If you start asking consumers to pay $20, $30 or $40 more than that for the full bundle, there's going to be greater hesitance and that will inevitably lead to fewer subscribers... which then forces you to charge more for the services to make up the cost. There's a point in the future where this all gets figured out by way of streaming viewing being more profitable -- by way of more valuable, addressable advertising than linear -- but that still relies on a large-scale audience shift we just haven't seen yet.

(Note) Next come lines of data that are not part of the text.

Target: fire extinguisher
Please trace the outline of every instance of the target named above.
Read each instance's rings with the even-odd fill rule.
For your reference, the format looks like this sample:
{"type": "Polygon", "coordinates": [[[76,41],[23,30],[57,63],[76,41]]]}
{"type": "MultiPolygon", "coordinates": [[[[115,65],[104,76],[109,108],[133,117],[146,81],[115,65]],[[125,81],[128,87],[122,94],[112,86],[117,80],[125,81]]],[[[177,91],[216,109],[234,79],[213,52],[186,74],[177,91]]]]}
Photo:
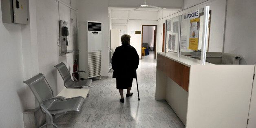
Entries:
{"type": "MultiPolygon", "coordinates": [[[[74,62],[74,65],[73,65],[73,72],[76,72],[78,71],[78,64],[77,64],[77,60],[75,60],[75,62],[74,62]]],[[[79,73],[77,73],[74,74],[74,76],[77,79],[79,80],[79,73]]]]}

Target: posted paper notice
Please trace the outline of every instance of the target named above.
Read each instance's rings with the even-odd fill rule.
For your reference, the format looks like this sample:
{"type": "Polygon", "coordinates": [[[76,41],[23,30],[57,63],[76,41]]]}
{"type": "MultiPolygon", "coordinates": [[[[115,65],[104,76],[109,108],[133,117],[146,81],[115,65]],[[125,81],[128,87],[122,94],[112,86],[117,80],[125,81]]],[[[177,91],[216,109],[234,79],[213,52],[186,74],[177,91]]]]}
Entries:
{"type": "Polygon", "coordinates": [[[181,36],[181,49],[188,49],[188,45],[187,44],[187,36],[181,36]]]}
{"type": "Polygon", "coordinates": [[[198,50],[198,38],[200,19],[199,18],[190,20],[189,37],[189,49],[198,50]]]}

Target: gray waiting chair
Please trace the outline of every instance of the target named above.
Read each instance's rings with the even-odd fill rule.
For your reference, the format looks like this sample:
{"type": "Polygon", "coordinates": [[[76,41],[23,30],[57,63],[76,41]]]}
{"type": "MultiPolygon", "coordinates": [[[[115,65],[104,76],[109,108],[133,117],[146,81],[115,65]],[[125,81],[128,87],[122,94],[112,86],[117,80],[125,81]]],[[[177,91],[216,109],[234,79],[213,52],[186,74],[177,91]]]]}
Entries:
{"type": "Polygon", "coordinates": [[[53,97],[49,84],[42,73],[23,82],[29,85],[39,102],[41,110],[46,115],[46,123],[40,128],[57,128],[53,123],[53,120],[70,112],[79,112],[84,100],[82,97],[68,99],[53,97]]]}
{"type": "Polygon", "coordinates": [[[92,84],[92,82],[93,82],[93,80],[89,79],[77,81],[74,76],[74,73],[79,73],[79,72],[86,73],[85,71],[79,71],[73,73],[72,76],[74,79],[76,80],[76,81],[74,81],[71,79],[71,76],[69,73],[69,71],[64,63],[61,62],[55,66],[54,67],[57,68],[59,71],[64,81],[65,86],[68,88],[82,88],[84,86],[90,87],[90,86],[92,84]]]}

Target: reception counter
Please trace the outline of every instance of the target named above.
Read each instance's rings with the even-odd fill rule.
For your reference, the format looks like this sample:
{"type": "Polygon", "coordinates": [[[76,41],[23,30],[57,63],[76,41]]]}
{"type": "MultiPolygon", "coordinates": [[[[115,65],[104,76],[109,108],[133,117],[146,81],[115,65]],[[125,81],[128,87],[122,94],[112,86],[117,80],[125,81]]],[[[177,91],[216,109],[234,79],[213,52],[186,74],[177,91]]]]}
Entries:
{"type": "Polygon", "coordinates": [[[166,100],[187,128],[246,128],[254,65],[157,54],[155,99],[166,100]]]}

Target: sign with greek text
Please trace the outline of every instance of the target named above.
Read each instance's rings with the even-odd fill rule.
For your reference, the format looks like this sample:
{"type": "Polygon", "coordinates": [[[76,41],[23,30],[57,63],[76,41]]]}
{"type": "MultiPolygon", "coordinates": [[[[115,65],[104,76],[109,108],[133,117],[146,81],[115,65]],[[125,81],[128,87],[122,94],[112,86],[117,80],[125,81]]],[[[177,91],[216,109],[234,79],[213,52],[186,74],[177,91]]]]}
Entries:
{"type": "Polygon", "coordinates": [[[190,20],[199,17],[199,10],[194,11],[184,15],[184,19],[190,20]]]}

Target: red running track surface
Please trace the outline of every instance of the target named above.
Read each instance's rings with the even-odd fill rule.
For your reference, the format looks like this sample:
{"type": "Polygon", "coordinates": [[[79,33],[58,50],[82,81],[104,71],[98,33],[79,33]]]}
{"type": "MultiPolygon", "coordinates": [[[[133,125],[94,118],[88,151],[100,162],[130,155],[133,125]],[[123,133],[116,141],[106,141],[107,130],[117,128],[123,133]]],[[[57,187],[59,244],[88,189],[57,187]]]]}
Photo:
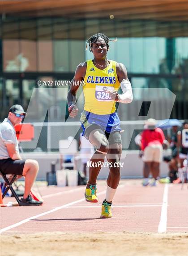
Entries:
{"type": "MultiPolygon", "coordinates": [[[[143,187],[141,180],[122,180],[113,202],[113,217],[101,219],[106,189],[104,181],[98,181],[99,202],[90,203],[85,201],[85,186],[42,188],[43,206],[1,207],[1,232],[188,231],[188,184],[183,189],[179,184],[143,187]]],[[[6,197],[4,201],[13,200],[6,197]]]]}

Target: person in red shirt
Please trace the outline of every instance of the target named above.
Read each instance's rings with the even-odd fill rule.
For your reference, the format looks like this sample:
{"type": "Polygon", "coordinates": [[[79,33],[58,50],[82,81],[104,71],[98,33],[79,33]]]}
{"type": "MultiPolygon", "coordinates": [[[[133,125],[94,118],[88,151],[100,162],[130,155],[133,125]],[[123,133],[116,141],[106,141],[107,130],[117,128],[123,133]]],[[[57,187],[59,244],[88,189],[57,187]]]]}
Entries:
{"type": "Polygon", "coordinates": [[[145,168],[148,177],[144,177],[143,184],[148,184],[150,173],[153,176],[153,180],[150,183],[151,186],[156,185],[156,180],[159,175],[160,164],[162,160],[162,146],[165,140],[162,130],[159,128],[155,128],[157,121],[153,118],[149,118],[145,122],[147,128],[141,134],[141,148],[144,152],[142,157],[145,168]]]}

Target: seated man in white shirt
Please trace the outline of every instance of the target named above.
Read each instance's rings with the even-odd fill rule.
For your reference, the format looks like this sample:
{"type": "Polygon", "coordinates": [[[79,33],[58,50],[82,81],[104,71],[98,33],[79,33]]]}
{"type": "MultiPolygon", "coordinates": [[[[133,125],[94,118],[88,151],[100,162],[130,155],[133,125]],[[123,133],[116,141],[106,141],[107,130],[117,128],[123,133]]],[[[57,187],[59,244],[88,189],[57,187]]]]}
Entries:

ESPN will eventually be an app that you either subscribe to or don't; this we can bet on. But the path to getting to that future could create a ton of bumps for ESPN and parent company Disney, the likes of which could actually stall out that shift. They'll figure it out, of course. The question is whether that happens because Disney/ESPN pushed the industry in that direction, or got to benefit from things eventually ending up there.